Фитопланктон прижизненно или, чаще всего, в результате лизиса, фотолиза и разрушения клеток водорослей зоопланктоном теряет часть синтезированных органических веществ в растворенной форме. Потребителями автохтонного и аллохтонного РОВ служат гетеротрофные бактерии. Главная функция бактерий заключается в трансформации РОВ во взвешенное органическое вещество (ВОВ), доступное бактериофагам, а функция бактериофагов – в регенерации биогенных элементов [12–14, 16, 28].
За фитопланктон конкурируют представители нехищного мета- и протозойного планктона. Гетеротрофные жгутиконосцы и инфузории – основные потребители бактериопланктона и, одновременно, жертвы коловраток, кладоцер и копепод. Гетеротрофные флагеллаты – объекты охоты не только для метазойного планктона, но и цилиат [18, 22, 23, 25, 27, 29]. Такая многоканальность потока энергии ведет к снижению эффективности еe переноса от первичных продуцентов к многоклеточному зоопланктону и, в конечном счете, к планктоноядным рыбам.
Цель работы – создать масс-балансовую модель биотического потока энергии в экосистеме озерного типа, соединив в ней “классическую” пищевую цепь с микробиальной “петлeй”.
МАТЕРИАЛ И МЕТОДЫ ИССЛЕДОВАНИЯ
Для исследования скорости биотического потока энергии в пищевой сети экосистем озерного типа и влияния на нее факторов среды автором ранее была разработана масс-балансовая модель. В новую модель в формате Excel (рис. 1) были встроены ключевые группы гидробионтов – фитопланктон, бактериопланктон, гетеротрофные флагеллаты, инфузории, нехищный и хищный метазоопланктон, планктоноядные рыбы. Для верификации и калибровки модели было выбрано Рыбинское водохранилище – водоем, наиболее детально исследованный в отношении продукционных характеристик одноклеточных и многоклеточных организмов с разным типом питания [6–8, 17].

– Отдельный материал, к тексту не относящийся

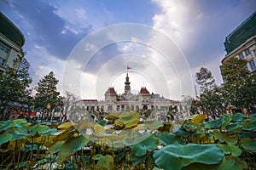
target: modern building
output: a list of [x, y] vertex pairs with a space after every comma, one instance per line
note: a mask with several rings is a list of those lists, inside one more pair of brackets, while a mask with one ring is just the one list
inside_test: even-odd
[[[251, 72], [256, 71], [256, 12], [226, 37], [224, 47], [227, 54], [221, 61], [222, 65], [236, 57], [247, 60], [245, 69]], [[226, 82], [224, 76], [223, 81]]]
[[0, 72], [12, 67], [14, 60], [22, 58], [25, 38], [21, 31], [0, 12]]
[[126, 73], [124, 94], [118, 94], [113, 87], [108, 88], [105, 93], [105, 100], [82, 99], [79, 106], [89, 111], [119, 112], [125, 110], [137, 111], [139, 110], [154, 110], [167, 112], [169, 106], [177, 106], [178, 110], [184, 110], [184, 104], [160, 97], [158, 94], [149, 93], [146, 87], [141, 88], [137, 94], [131, 93], [131, 82]]

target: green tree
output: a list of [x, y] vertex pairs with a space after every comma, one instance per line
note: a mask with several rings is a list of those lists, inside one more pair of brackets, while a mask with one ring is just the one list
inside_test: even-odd
[[229, 88], [233, 84], [240, 83], [240, 81], [247, 76], [249, 71], [245, 69], [247, 63], [246, 60], [232, 57], [223, 65], [222, 74], [227, 80], [225, 87]]
[[31, 90], [28, 89], [32, 78], [29, 76], [29, 62], [25, 58], [14, 60], [14, 66], [9, 67], [0, 76], [1, 117], [13, 109], [27, 110], [31, 105]]
[[227, 82], [229, 103], [240, 108], [247, 108], [248, 113], [255, 111], [256, 76], [245, 69], [247, 60], [230, 58], [223, 65], [223, 75]]
[[195, 74], [195, 81], [201, 85], [201, 92], [210, 91], [216, 87], [215, 79], [212, 72], [207, 68], [201, 67], [200, 71]]
[[[57, 91], [59, 80], [55, 77], [53, 71], [50, 71], [44, 78], [39, 80], [35, 95], [35, 107], [43, 113], [44, 120], [49, 121], [55, 109], [61, 105], [60, 93]], [[45, 113], [46, 117], [45, 117]]]

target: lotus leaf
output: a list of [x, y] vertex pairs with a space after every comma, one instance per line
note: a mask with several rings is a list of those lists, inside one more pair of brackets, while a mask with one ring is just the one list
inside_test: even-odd
[[114, 160], [112, 156], [102, 156], [102, 154], [96, 154], [94, 160], [98, 160], [97, 165], [100, 166], [100, 169], [113, 169], [114, 165]]
[[130, 115], [128, 116], [128, 113], [125, 112], [125, 114], [123, 114], [122, 117], [115, 120], [114, 126], [119, 127], [121, 129], [129, 129], [137, 126], [140, 121], [139, 114], [137, 112], [129, 114]]
[[224, 118], [223, 123], [221, 124], [221, 128], [225, 128], [232, 121], [231, 115], [230, 114], [224, 114], [223, 116]]
[[69, 156], [84, 147], [88, 141], [88, 139], [84, 138], [83, 135], [73, 137], [67, 140], [60, 150], [60, 156], [56, 160], [57, 163], [61, 163]]
[[229, 124], [227, 127], [227, 131], [230, 133], [240, 133], [241, 128], [242, 128], [242, 125], [240, 122], [235, 122], [232, 124]]
[[147, 133], [132, 133], [131, 130], [125, 130], [125, 132], [122, 132], [121, 134], [127, 135], [127, 137], [123, 139], [123, 142], [126, 145], [134, 145], [139, 144], [152, 135]]
[[185, 124], [185, 125], [184, 125], [184, 128], [185, 128], [187, 131], [195, 131], [195, 130], [196, 130], [197, 127], [196, 127], [196, 126], [194, 126], [194, 125]]
[[234, 122], [243, 122], [245, 120], [245, 116], [241, 113], [236, 113], [232, 115], [232, 121]]
[[245, 149], [256, 152], [256, 139], [244, 138], [241, 141]]
[[65, 143], [65, 141], [57, 141], [55, 144], [54, 144], [52, 146], [50, 146], [49, 148], [49, 152], [50, 154], [55, 154], [58, 151], [60, 151], [61, 146], [63, 145], [63, 144]]
[[4, 121], [1, 122], [0, 131], [7, 130], [12, 128], [23, 128], [31, 125], [26, 119], [16, 119], [14, 121]]
[[56, 136], [55, 136], [55, 138], [53, 139], [54, 141], [61, 141], [61, 140], [67, 140], [67, 139], [71, 138], [73, 136], [73, 133], [72, 132], [63, 132]]
[[142, 156], [147, 154], [147, 151], [152, 151], [156, 149], [158, 146], [158, 140], [157, 139], [150, 135], [146, 139], [143, 140], [142, 142], [131, 145], [131, 151], [137, 156]]
[[243, 122], [243, 130], [255, 131], [256, 130], [256, 120], [246, 120]]
[[164, 146], [169, 145], [171, 144], [181, 144], [182, 139], [176, 134], [170, 133], [156, 133], [156, 138], [162, 143]]
[[136, 156], [135, 155], [131, 155], [131, 159], [132, 161], [132, 165], [137, 166], [143, 163], [148, 157], [148, 155], [144, 155], [142, 156]]
[[187, 138], [188, 136], [189, 136], [189, 133], [188, 133], [184, 128], [179, 128], [175, 134], [178, 135], [178, 136], [182, 136], [184, 138]]
[[144, 128], [148, 130], [156, 130], [160, 127], [163, 127], [164, 125], [159, 122], [158, 120], [154, 120], [151, 122], [147, 122], [144, 126]]
[[13, 138], [13, 135], [11, 135], [11, 134], [1, 134], [0, 135], [0, 145], [2, 144], [9, 142], [10, 139], [12, 139], [12, 138]]
[[26, 139], [10, 140], [8, 144], [8, 149], [16, 150], [17, 148], [22, 149], [25, 147]]
[[198, 123], [203, 122], [207, 116], [207, 115], [197, 115], [191, 120], [191, 122], [195, 125], [197, 125]]
[[219, 139], [220, 143], [226, 142], [229, 144], [234, 144], [237, 143], [236, 139], [225, 135], [224, 133], [222, 133], [215, 132], [214, 136]]
[[218, 145], [224, 154], [232, 154], [233, 156], [239, 156], [241, 154], [241, 150], [236, 145], [222, 144]]
[[183, 170], [242, 170], [247, 168], [245, 162], [241, 161], [238, 157], [224, 157], [221, 163], [218, 165], [206, 165], [202, 163], [192, 163], [185, 167]]
[[194, 163], [218, 164], [224, 159], [224, 153], [217, 144], [170, 144], [155, 150], [154, 162], [164, 169], [182, 169]]
[[91, 131], [96, 136], [103, 136], [102, 133], [106, 133], [105, 128], [98, 124], [95, 124], [91, 127]]
[[58, 126], [58, 128], [61, 130], [71, 131], [71, 130], [74, 129], [74, 128], [73, 126], [73, 124], [74, 123], [70, 122], [65, 122], [65, 123]]
[[252, 119], [256, 119], [256, 113], [252, 114], [252, 115], [250, 116], [250, 117], [251, 117]]
[[27, 128], [18, 128], [15, 133], [25, 136], [33, 136], [37, 133], [39, 134], [46, 133], [49, 131], [49, 128], [46, 125], [37, 124]]
[[108, 122], [104, 120], [101, 120], [97, 122], [97, 124], [102, 125], [102, 127], [105, 127], [107, 125]]
[[205, 128], [207, 129], [208, 128], [217, 128], [223, 123], [223, 121], [224, 121], [223, 117], [220, 119], [214, 120], [214, 121], [208, 121], [204, 123]]

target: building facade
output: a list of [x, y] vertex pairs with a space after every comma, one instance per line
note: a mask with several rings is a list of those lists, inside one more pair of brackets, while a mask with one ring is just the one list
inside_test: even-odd
[[119, 112], [129, 110], [154, 110], [167, 112], [170, 106], [177, 106], [178, 111], [184, 110], [184, 104], [160, 97], [158, 94], [149, 93], [146, 87], [141, 88], [138, 94], [131, 93], [131, 82], [126, 73], [124, 93], [118, 94], [113, 87], [108, 88], [105, 93], [105, 99], [82, 99], [79, 106], [89, 111], [104, 111], [108, 113]]
[[14, 60], [22, 58], [25, 38], [21, 31], [0, 12], [0, 72], [12, 67]]
[[[251, 72], [256, 71], [256, 12], [226, 37], [224, 47], [227, 54], [221, 61], [222, 65], [229, 59], [236, 57], [247, 60], [245, 69]], [[224, 76], [223, 81], [226, 82]]]

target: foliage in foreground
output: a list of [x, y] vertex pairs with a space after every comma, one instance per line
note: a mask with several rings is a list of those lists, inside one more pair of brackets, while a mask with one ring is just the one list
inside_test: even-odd
[[2, 122], [1, 169], [256, 167], [256, 114], [248, 118], [226, 114], [207, 122], [205, 115], [199, 115], [189, 117], [177, 131], [170, 130], [174, 122], [138, 124], [139, 116], [116, 114], [113, 128], [104, 128], [103, 121], [58, 127], [21, 119]]

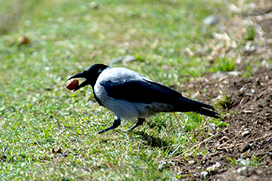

В качестве входных параметров модели использованы следующие независимые переменные:
1) биотические факторы – скорость оборота биомассы гидробионтов (V), суточное ассимиляционное число Хл. a (DAN) и эффективность роста (E) (табл. 1), коэффициенты распределения продукции гидробионтов между потребителями (DC) (табл. 2);
Таблица 1.
Трофическое звено | V, сут-1 | E | ||
---|---|---|---|---|
Фитопланктон | Vphp | 0.30 | Ephp | 0.8 |
Бактериопланктон, ассимилирующий | ||||
автохтонное РОВ | Vbcp | 0.40 | Ebcp[aut] | 0.44 |
аллохтонное РОВ | Vbcp | 0.40 | Ebcp[all] | 0.22 |
Флагеллаты | Vfla | 0.7 | Efla | 0.25 |
Инфузории | Vinf | 0.8 | Einf | 0.25 |
Нехищный зоопланктон | Vhzo | 0.08 | Ehzo | 0.15 |
Хищный зоопланктон | Vpzo | 0.06 | Epzo | 0.20 |
Планктоноядные рыбы | Vplf | 0.0025 | Eplf | 0.08 |
Таблица 2.
Трофические цепи | DC | |
---|---|---|
Фитопланктон: | ||
нехищный зоопланктон | DCphp_hzo | 0.3 |
инфузории | DCphp_inf | 0.6 |
флагеллаты | 1 – DCphp_hzo – DCphp_inf | 0.1 |
Бактериопланктон: | ||
флагеллаты | DCbcp_fla | 0.8 |
инфузории | DCbcp_inf | 0.15 |
нехищный зоопланктон | 1 – DCbcp_fla – DCbcp_inf | 0.05 |
Флагеллаты: | ||
инфузории | DCfla_inf | 0.5 |
нехищный зоопланктон | 1 – DCfla_inf | 0.5 |
Инфузории: | ||
нехищный зоопланктон | DCinf_hzo | 0.8 |
хищный зоопланктон | 1 – DCinf_hzo | 0.2 |
Нехищный зоопланктон: | ||
хищный зоопланктон | DChzo_pzo | 0.6 |
планктоноядные рыбы | 1 – DChzo_pzo | 0.4 |
2) абиотические факторы – географическая широта (Lat, град с.ш.); цветность воды (Pt, град); содержание в воде общего фосфора (TP, мкг/л); средняя глубины водоема (Dmean, м).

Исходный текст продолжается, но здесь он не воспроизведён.